公式の成り立ちを知っても、問題が解けない

鈴木投稿 2024/3/25 04:43

高2 理系 愛知県

大阪大学工学部志望

学校の授業や、参考書で公式の成り立ちや、考え方を習っても問題が全然解けません。
テストも全然点数が取れず悩んでいます。
物理基礎は、出来たのでなぜ出来ないのかが分かりません。どのように勉強すればよいか、又考え方などありましたら、是非ご教授をお願いします。

回答

カズ投稿 2024/3/26 09:57

東北大学工学部

 ご相談の文章から推測できる原因としては二つ考えられます。ぜひこれを参考にご自身の勉強法を見直してみてください。

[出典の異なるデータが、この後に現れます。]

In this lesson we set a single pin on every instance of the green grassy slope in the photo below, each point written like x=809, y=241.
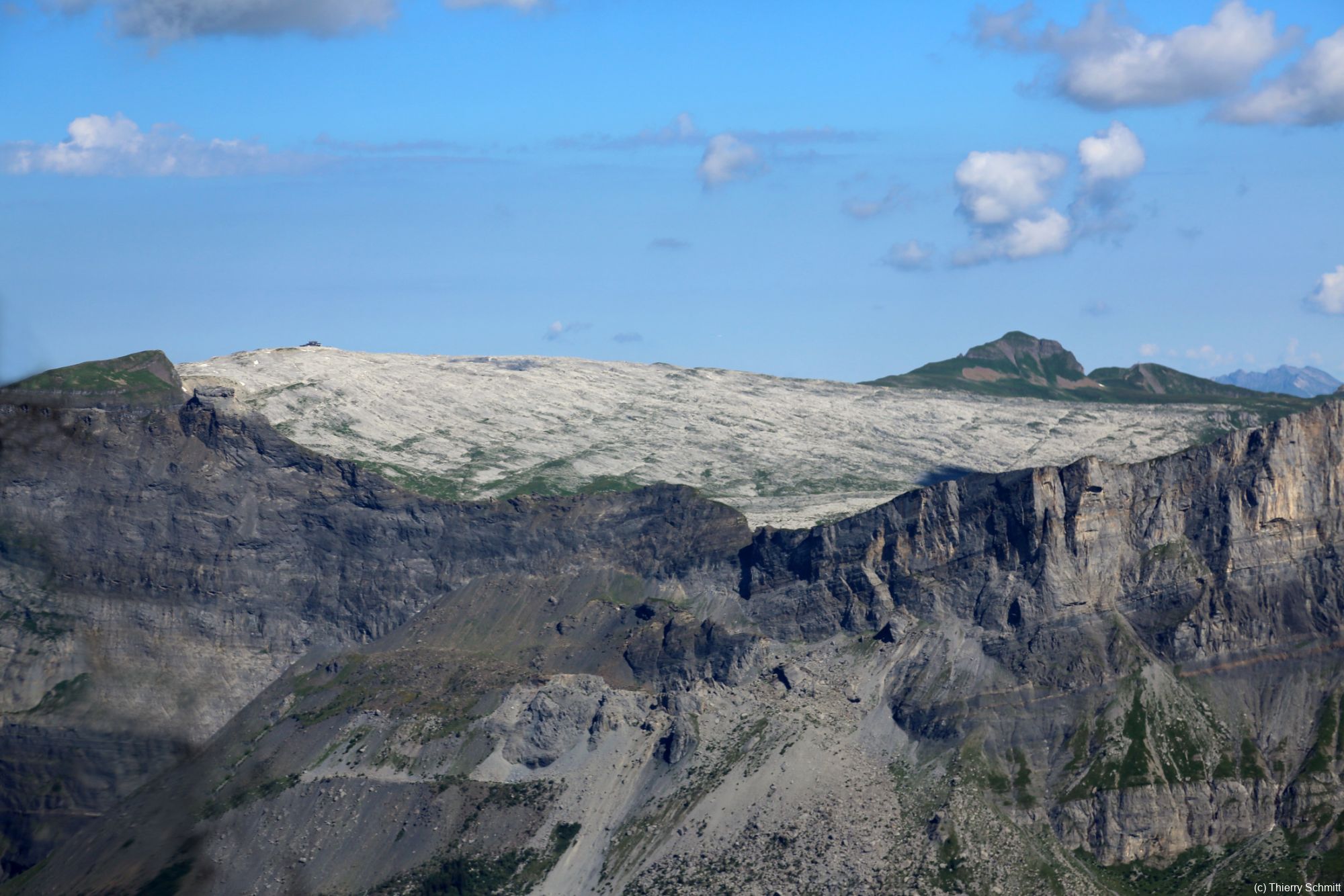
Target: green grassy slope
x=1019, y=365
x=144, y=378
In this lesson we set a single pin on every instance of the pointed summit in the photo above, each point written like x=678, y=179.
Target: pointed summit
x=1021, y=365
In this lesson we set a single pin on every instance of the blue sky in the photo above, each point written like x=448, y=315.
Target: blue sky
x=784, y=187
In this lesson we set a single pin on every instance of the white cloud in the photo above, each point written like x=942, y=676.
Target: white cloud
x=103, y=146
x=166, y=21
x=728, y=159
x=1329, y=296
x=1045, y=233
x=1310, y=93
x=1210, y=358
x=868, y=209
x=911, y=256
x=1044, y=236
x=1107, y=64
x=1001, y=186
x=1111, y=155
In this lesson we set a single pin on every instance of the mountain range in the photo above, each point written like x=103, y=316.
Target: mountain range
x=237, y=664
x=1304, y=382
x=784, y=452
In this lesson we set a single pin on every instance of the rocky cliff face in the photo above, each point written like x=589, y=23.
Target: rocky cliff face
x=161, y=566
x=959, y=688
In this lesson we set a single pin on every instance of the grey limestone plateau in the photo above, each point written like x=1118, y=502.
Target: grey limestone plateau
x=239, y=658
x=786, y=452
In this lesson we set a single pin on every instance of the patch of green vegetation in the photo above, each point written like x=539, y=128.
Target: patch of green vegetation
x=444, y=488
x=1015, y=373
x=954, y=874
x=62, y=695
x=460, y=877
x=1142, y=879
x=49, y=627
x=142, y=378
x=1325, y=749
x=1134, y=768
x=349, y=695
x=169, y=882
x=1022, y=781
x=1077, y=746
x=267, y=791
x=1187, y=760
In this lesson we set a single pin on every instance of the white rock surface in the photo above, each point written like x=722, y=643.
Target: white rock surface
x=786, y=452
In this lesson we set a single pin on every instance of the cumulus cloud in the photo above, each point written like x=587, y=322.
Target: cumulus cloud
x=1112, y=154
x=1007, y=197
x=909, y=256
x=167, y=21
x=1108, y=161
x=1329, y=296
x=1311, y=92
x=1107, y=64
x=869, y=209
x=726, y=159
x=997, y=187
x=116, y=146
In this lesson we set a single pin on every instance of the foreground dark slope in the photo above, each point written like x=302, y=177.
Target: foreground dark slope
x=161, y=565
x=1142, y=663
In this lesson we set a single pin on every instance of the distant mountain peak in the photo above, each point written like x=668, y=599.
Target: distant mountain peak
x=1017, y=346
x=1021, y=365
x=1304, y=382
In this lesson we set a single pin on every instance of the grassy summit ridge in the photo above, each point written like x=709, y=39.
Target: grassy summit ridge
x=1019, y=365
x=143, y=378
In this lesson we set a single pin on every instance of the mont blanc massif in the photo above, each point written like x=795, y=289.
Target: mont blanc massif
x=314, y=621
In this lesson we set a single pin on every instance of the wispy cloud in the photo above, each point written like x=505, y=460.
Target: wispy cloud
x=169, y=21
x=389, y=148
x=870, y=209
x=1329, y=296
x=728, y=159
x=118, y=146
x=679, y=132
x=558, y=330
x=909, y=256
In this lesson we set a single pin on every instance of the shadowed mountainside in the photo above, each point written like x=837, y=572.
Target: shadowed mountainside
x=1091, y=675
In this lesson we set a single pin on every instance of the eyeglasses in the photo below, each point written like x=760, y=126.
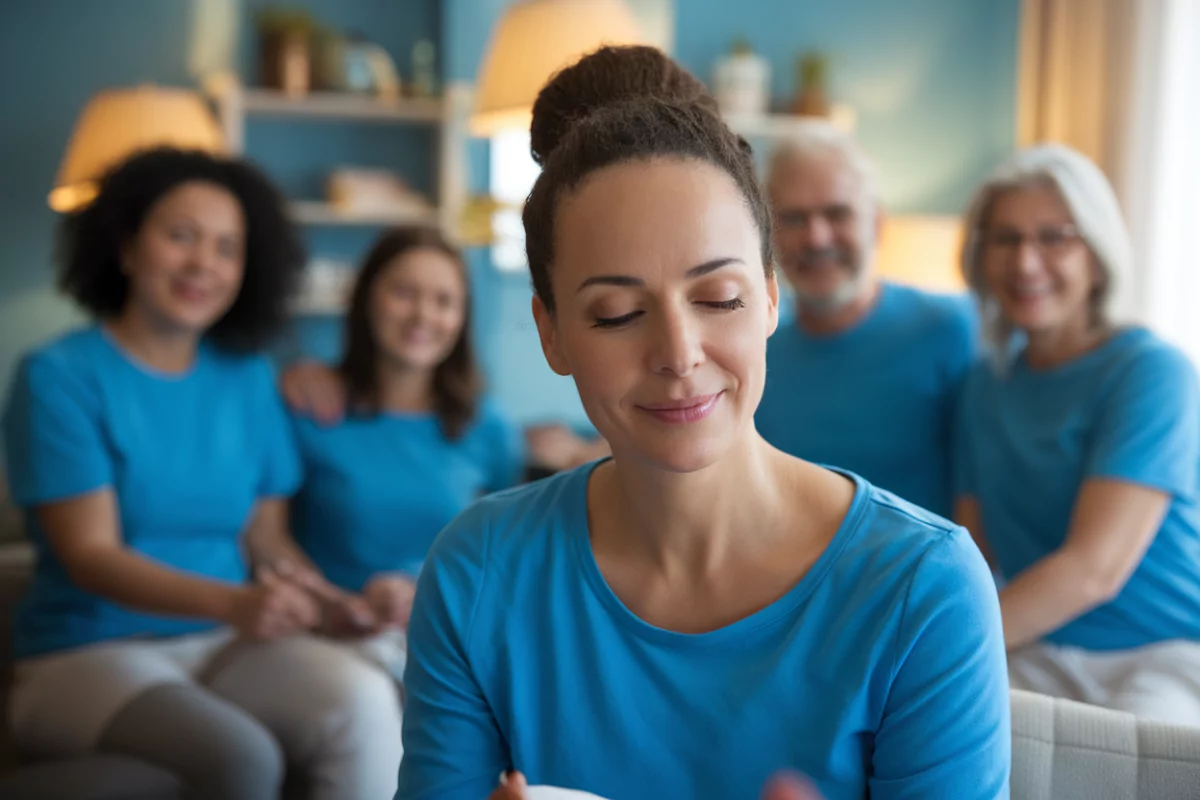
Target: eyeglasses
x=835, y=216
x=1051, y=242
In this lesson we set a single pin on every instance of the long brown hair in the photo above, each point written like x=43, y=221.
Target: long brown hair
x=457, y=382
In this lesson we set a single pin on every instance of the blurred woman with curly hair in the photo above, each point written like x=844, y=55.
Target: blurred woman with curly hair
x=153, y=459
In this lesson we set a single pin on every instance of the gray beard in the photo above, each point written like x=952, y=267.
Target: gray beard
x=834, y=301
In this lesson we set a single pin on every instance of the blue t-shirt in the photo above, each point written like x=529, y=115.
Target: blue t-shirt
x=876, y=400
x=882, y=671
x=1027, y=440
x=187, y=457
x=378, y=488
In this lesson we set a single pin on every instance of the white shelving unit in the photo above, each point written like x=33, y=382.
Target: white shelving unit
x=315, y=212
x=342, y=107
x=780, y=126
x=447, y=115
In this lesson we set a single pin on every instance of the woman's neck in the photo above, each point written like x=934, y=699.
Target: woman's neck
x=405, y=390
x=157, y=347
x=1051, y=348
x=693, y=523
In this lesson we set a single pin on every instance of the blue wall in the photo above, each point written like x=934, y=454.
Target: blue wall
x=933, y=82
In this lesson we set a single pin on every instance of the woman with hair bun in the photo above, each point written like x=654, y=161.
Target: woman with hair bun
x=700, y=612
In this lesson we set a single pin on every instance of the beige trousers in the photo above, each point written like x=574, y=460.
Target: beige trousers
x=1158, y=681
x=330, y=705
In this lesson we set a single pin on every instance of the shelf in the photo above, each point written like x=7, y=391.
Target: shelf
x=342, y=106
x=781, y=126
x=315, y=212
x=325, y=288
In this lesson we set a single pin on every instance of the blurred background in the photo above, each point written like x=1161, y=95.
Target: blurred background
x=369, y=112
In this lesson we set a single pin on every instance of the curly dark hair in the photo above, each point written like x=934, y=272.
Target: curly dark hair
x=621, y=104
x=90, y=241
x=457, y=382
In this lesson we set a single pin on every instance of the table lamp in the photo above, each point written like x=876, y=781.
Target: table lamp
x=118, y=122
x=922, y=251
x=534, y=40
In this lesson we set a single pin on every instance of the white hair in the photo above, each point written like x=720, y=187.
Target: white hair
x=1093, y=209
x=820, y=140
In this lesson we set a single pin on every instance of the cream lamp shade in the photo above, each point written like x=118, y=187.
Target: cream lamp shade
x=534, y=40
x=119, y=122
x=922, y=251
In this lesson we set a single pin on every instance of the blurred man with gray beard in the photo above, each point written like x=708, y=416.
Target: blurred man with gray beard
x=868, y=376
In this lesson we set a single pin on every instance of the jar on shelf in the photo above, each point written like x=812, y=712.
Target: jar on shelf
x=742, y=82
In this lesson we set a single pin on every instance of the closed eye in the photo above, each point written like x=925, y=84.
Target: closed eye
x=617, y=322
x=727, y=305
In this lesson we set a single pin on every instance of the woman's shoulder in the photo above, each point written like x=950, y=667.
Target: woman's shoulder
x=899, y=539
x=71, y=365
x=1141, y=350
x=77, y=349
x=505, y=528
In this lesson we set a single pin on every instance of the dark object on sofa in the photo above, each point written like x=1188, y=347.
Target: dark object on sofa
x=91, y=777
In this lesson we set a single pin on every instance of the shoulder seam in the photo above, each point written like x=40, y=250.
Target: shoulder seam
x=904, y=612
x=469, y=633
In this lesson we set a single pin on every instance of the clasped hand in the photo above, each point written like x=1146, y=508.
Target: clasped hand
x=286, y=599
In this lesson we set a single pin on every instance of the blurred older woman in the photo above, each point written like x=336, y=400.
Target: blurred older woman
x=1079, y=447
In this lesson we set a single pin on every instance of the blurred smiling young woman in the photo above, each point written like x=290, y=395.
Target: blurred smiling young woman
x=701, y=611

 一つ目はそもそも物理法則や原理などを十分に体得しきれていないことです。たとえそれらを授業や参考書などで理解したとしてもそれはただ「説明を理解しただけ」で、体得できていない可能性があります。そのため、まずは教科書に載っている物理法則や原理を何も見ない状態で他人に説明できるくらいの状態になっているか確認してください。
 例えば
 ・力学的エネルギー保存則とは?
 ・保存力とは?
 ・仕事とエネルギーの関係は?
 ・動摩擦力は保存力ですか?それはなぜですか?

などを何も見ない状態で説明できるようにする必要があります。特に鈴木さんの志望している阪大ででは、それらの基礎が抜けていると命取りになります。
 ただし、電磁気や原子分野に特に多いように思われますが、高校物理の知識だけでは原理や法則の体得が難しいことがあります。その場合は無理に式の導出などをする必要はなく、式とその式の意味を体得できていれれば十分ですが、それらは大抵教科書にも式の導出などは記載されていないことが多いので、とりあえず難しいことは考えず教科書の内容を他人に説明できるくらいに理解できているかを確認し、できていない場合はそこからやり直すことをお勧めします。

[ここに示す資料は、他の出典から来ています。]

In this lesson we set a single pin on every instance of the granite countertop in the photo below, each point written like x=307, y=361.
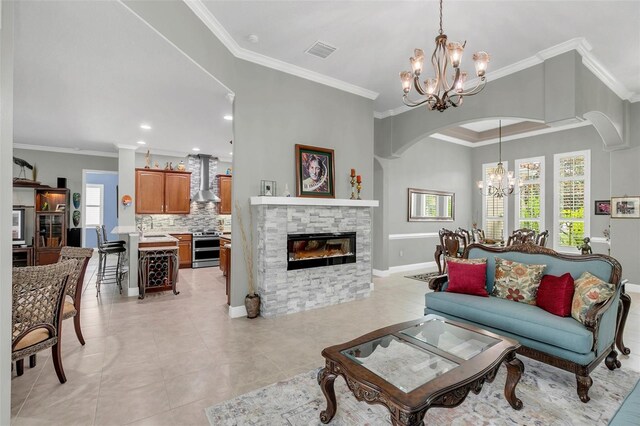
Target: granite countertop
x=156, y=237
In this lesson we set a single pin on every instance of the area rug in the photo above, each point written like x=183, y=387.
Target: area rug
x=548, y=394
x=423, y=277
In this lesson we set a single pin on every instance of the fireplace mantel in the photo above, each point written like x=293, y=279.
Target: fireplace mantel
x=304, y=201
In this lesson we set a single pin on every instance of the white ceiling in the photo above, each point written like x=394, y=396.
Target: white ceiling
x=376, y=38
x=484, y=125
x=87, y=74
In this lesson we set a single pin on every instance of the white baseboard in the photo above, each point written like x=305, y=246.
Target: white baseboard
x=237, y=311
x=412, y=267
x=632, y=288
x=379, y=273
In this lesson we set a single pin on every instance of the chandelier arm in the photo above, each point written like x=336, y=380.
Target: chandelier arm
x=479, y=87
x=411, y=103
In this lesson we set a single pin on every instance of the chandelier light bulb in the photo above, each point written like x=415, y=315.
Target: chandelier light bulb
x=432, y=85
x=417, y=61
x=405, y=77
x=481, y=62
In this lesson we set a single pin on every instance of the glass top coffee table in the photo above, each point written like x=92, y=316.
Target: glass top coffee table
x=413, y=366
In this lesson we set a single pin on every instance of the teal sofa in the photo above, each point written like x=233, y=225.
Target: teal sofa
x=629, y=412
x=561, y=342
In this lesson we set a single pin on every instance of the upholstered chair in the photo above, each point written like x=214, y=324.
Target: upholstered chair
x=38, y=298
x=73, y=294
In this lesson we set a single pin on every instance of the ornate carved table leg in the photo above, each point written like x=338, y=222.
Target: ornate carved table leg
x=515, y=368
x=437, y=255
x=326, y=377
x=626, y=305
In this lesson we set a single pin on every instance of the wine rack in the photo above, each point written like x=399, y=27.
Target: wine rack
x=157, y=269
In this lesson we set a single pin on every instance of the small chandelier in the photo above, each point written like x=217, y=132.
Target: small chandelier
x=440, y=94
x=501, y=182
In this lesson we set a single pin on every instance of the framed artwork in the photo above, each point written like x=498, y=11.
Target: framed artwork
x=625, y=207
x=315, y=174
x=602, y=207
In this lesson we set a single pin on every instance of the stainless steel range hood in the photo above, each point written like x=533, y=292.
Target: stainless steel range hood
x=205, y=194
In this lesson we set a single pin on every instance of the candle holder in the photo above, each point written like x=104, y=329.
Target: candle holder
x=353, y=188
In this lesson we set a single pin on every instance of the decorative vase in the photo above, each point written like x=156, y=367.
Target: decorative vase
x=252, y=304
x=76, y=218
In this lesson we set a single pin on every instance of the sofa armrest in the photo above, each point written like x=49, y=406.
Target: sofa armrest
x=436, y=283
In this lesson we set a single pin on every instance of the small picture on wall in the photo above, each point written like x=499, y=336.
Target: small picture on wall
x=625, y=207
x=314, y=172
x=602, y=207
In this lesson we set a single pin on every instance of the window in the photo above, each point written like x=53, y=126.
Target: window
x=571, y=176
x=529, y=202
x=94, y=204
x=494, y=210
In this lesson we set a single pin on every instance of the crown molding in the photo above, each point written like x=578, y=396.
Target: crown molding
x=205, y=15
x=579, y=44
x=125, y=146
x=65, y=150
x=552, y=129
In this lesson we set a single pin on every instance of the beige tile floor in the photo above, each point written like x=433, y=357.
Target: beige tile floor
x=163, y=360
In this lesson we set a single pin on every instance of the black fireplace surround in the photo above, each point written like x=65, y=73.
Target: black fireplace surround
x=314, y=250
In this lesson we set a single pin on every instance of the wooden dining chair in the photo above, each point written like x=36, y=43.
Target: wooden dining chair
x=38, y=298
x=73, y=293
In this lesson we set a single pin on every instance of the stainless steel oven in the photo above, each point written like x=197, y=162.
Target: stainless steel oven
x=205, y=249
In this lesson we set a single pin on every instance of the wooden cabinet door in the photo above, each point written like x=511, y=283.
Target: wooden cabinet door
x=177, y=193
x=224, y=185
x=149, y=191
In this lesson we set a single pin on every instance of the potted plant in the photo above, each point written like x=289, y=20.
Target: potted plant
x=252, y=299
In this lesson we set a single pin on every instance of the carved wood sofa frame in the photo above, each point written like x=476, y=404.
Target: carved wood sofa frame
x=592, y=322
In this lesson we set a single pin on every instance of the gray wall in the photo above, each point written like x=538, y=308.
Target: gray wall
x=429, y=164
x=52, y=165
x=547, y=145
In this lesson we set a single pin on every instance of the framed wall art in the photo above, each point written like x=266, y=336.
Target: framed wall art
x=315, y=174
x=625, y=207
x=602, y=207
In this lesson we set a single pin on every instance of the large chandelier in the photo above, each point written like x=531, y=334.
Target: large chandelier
x=440, y=92
x=501, y=182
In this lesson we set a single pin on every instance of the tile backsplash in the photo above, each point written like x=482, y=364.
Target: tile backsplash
x=202, y=216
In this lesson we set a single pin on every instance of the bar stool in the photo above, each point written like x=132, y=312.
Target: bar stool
x=106, y=271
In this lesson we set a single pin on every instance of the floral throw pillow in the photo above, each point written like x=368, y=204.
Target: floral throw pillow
x=589, y=290
x=517, y=281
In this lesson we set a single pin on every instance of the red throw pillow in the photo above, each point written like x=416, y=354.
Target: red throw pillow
x=467, y=278
x=555, y=294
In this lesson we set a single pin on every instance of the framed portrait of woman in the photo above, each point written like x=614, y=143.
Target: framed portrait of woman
x=315, y=175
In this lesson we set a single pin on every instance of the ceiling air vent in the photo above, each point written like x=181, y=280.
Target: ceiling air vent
x=320, y=49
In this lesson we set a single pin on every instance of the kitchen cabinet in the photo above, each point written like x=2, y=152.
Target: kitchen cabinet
x=224, y=188
x=51, y=224
x=163, y=191
x=225, y=254
x=184, y=250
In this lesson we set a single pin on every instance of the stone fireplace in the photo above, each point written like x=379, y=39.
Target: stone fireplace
x=311, y=252
x=316, y=250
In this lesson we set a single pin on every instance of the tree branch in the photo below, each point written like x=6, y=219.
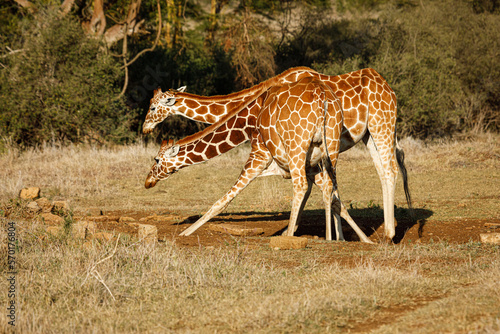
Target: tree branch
x=66, y=6
x=156, y=40
x=124, y=52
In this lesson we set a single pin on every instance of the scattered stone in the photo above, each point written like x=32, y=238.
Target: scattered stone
x=490, y=238
x=94, y=212
x=44, y=204
x=126, y=219
x=148, y=233
x=52, y=219
x=83, y=229
x=100, y=219
x=33, y=207
x=29, y=193
x=87, y=245
x=287, y=242
x=235, y=229
x=103, y=236
x=61, y=207
x=54, y=230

 二つ目は、上記のことはできているがそれらの使い方を理解できていないことです。
 入試物理で求められているのは物理法則や原理の理解だけでなくそれらを使って世の中の様々な現象を論理的に説明する力です。そのため、原理や法則を理解しただけでは問題が解けないのも当然の話です。したがって、原理や法則の体得ができているのであれば、それらの使い方がわかっていないのかもしれません。そこで必要なのが問題演習です。しかし、問題演習といってもただ問題を解けばいいわけではありません。初めは「良問の風」などの典型問題を多く載せた問題集をお勧めしますが、基本レベルの問題集で原理や法則の基本的な使い方を学ぶ必要があります。最初はあまり解けないかもしれませんが問題ありません。大切なのはそのあとです。解説をしっかり読み、なぜその原理や法則を使うのか考えてください。例えば、

 ・なぜこの問題では運動方程式ではなく力学的エネルギー保存則を使ったのだろうか
 →運動方程式を用いて解く場合には質点の位置の時間変化の情報が必要だけど運動を始めた時と終えた瞬間についての情報しかない
 →力学的エネルギー保存則が成り立つ条件では最初と最後の情報さえあれば解けるからこの解法になったのか!

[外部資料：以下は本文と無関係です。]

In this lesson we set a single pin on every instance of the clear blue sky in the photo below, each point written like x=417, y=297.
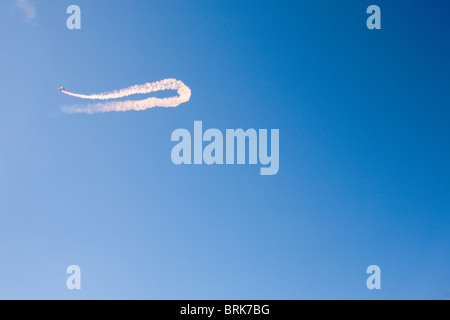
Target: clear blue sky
x=364, y=151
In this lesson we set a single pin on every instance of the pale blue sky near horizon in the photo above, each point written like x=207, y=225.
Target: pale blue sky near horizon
x=364, y=151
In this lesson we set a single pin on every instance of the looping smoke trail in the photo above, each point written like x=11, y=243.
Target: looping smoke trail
x=184, y=94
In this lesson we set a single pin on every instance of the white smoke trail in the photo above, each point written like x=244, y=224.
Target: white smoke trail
x=184, y=94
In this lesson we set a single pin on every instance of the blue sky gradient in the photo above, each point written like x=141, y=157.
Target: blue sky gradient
x=364, y=151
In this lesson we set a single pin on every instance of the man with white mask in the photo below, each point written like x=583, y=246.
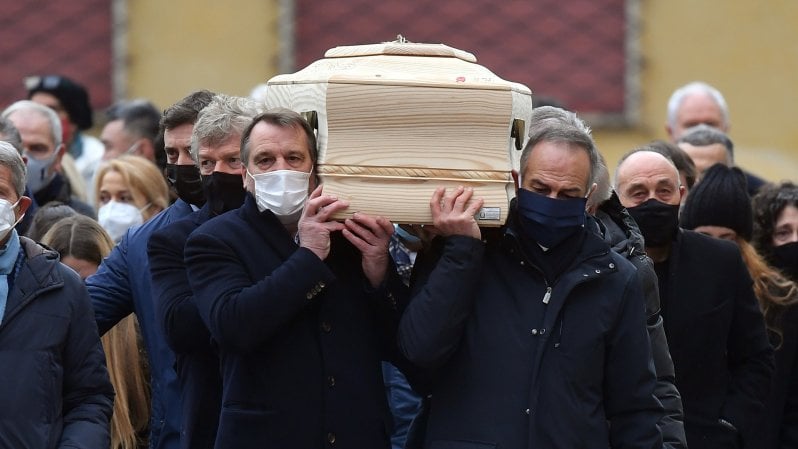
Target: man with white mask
x=302, y=307
x=40, y=129
x=55, y=388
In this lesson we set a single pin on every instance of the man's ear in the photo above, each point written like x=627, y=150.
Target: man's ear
x=24, y=204
x=59, y=154
x=516, y=180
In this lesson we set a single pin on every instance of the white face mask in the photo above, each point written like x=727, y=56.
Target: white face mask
x=283, y=192
x=7, y=218
x=116, y=218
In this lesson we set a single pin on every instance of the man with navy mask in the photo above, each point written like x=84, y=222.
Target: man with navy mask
x=215, y=147
x=122, y=284
x=532, y=335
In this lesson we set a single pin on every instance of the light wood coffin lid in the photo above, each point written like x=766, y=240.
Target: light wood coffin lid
x=395, y=120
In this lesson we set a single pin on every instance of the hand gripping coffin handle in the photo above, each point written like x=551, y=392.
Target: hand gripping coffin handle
x=517, y=133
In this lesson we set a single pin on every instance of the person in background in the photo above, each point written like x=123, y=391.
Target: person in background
x=775, y=236
x=776, y=226
x=699, y=103
x=45, y=217
x=71, y=102
x=707, y=296
x=132, y=128
x=10, y=134
x=40, y=129
x=55, y=389
x=82, y=244
x=129, y=190
x=215, y=147
x=682, y=161
x=622, y=234
x=122, y=283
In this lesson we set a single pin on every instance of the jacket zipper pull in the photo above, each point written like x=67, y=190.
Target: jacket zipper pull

といったように復習することが必要です。もちろん、最後の文章にある「力学的エネルギー保存則が成り立つ条件」というのは教科書の内容を理解できていれば説明できると思いますし、できなければ教科書に戻って該当分野の復習をする必要があります。
 一つ注意してほしいのは、教科書の内容の体得も、問題演習を通した基本的な解法の体得も、「教科書・問題集を〇〇周すればよい」というのはやめるべきです。極端なことを言えば、一周しただけですべて身についてしまえば復習の時以外に解く必要はありませんし、五周しても身についていないのであれば該当部分を中心に六周する必要があります。

 どちらかに当てはまっていないか確認してみてください。
 参考までに、次のステップについても少し述べておきたいと思います。
 「名門の森」や「重要問題集」、「阪大の過去問(青本をお勧めします)」などを使ってより複雑な問題に対する原理・法則の使い方を身に着けてください。ただし、過去問はこれらに加えて問題の傾向や難易度の分析も忘れずに行ってください。

 浪人中に実際にこの勉強法を実践したからこそ、とても大変な要求であることは誰よりもわかっているつもりですが、少しでも参考になると思っていただければ嬉しいです。長文になりましたが、最後まで読んでいただきありがとうございました。受験勉強頑張ってください!応援しています!